Pakistan Prime Minister Imran Khan called Geelani a 'Kashmiri freedom fighter', "We in Pakistan salute his courageous struggle and remember his words: 'Hum Pakistani hain aur Pakistan hamara hai.'" He announced that the Pakistan flag will fly at half mast and that a day of official mourning will be observed.

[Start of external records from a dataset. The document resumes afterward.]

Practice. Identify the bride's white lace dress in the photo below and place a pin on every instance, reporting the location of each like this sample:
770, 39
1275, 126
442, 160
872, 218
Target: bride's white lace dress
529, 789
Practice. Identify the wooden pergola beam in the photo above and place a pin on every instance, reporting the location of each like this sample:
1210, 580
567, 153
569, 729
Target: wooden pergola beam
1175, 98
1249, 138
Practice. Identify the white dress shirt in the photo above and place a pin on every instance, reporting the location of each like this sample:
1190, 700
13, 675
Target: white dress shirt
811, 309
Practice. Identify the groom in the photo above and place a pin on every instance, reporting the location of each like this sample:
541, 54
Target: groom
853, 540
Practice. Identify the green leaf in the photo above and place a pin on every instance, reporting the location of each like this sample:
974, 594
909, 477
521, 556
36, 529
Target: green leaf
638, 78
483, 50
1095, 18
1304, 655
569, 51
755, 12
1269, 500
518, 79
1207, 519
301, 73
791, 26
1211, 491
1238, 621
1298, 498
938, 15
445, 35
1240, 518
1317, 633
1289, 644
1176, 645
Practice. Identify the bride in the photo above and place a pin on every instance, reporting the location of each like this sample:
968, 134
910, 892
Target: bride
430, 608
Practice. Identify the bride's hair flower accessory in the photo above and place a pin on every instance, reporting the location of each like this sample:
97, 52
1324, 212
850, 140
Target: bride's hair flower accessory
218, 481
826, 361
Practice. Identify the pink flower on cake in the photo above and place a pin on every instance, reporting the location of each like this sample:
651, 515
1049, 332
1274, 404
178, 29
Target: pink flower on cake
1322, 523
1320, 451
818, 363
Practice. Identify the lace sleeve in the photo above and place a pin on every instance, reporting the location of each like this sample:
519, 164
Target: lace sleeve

In 2019, the Enforcement Directorate levied a penalty of Rs 14.40 lakh on him and ordered confiscation of nearly Rs 6.8 lakh in connection with a FEMA case against him.

Geelani married twice and had six children. One of his sons practiced medicine in Rawalpindi, Pakistan, for 12 years, but reportedly came back to India in 2010. Another of his sons works at an agricultural university in Srinagar. Both have been questioned by NIA in terror-funding cases.

Different media reports mentioned that while the leaders of Hurriyat called up the youth to devote their life to armed struggle, their own children were leading lavish lives in "safe haven".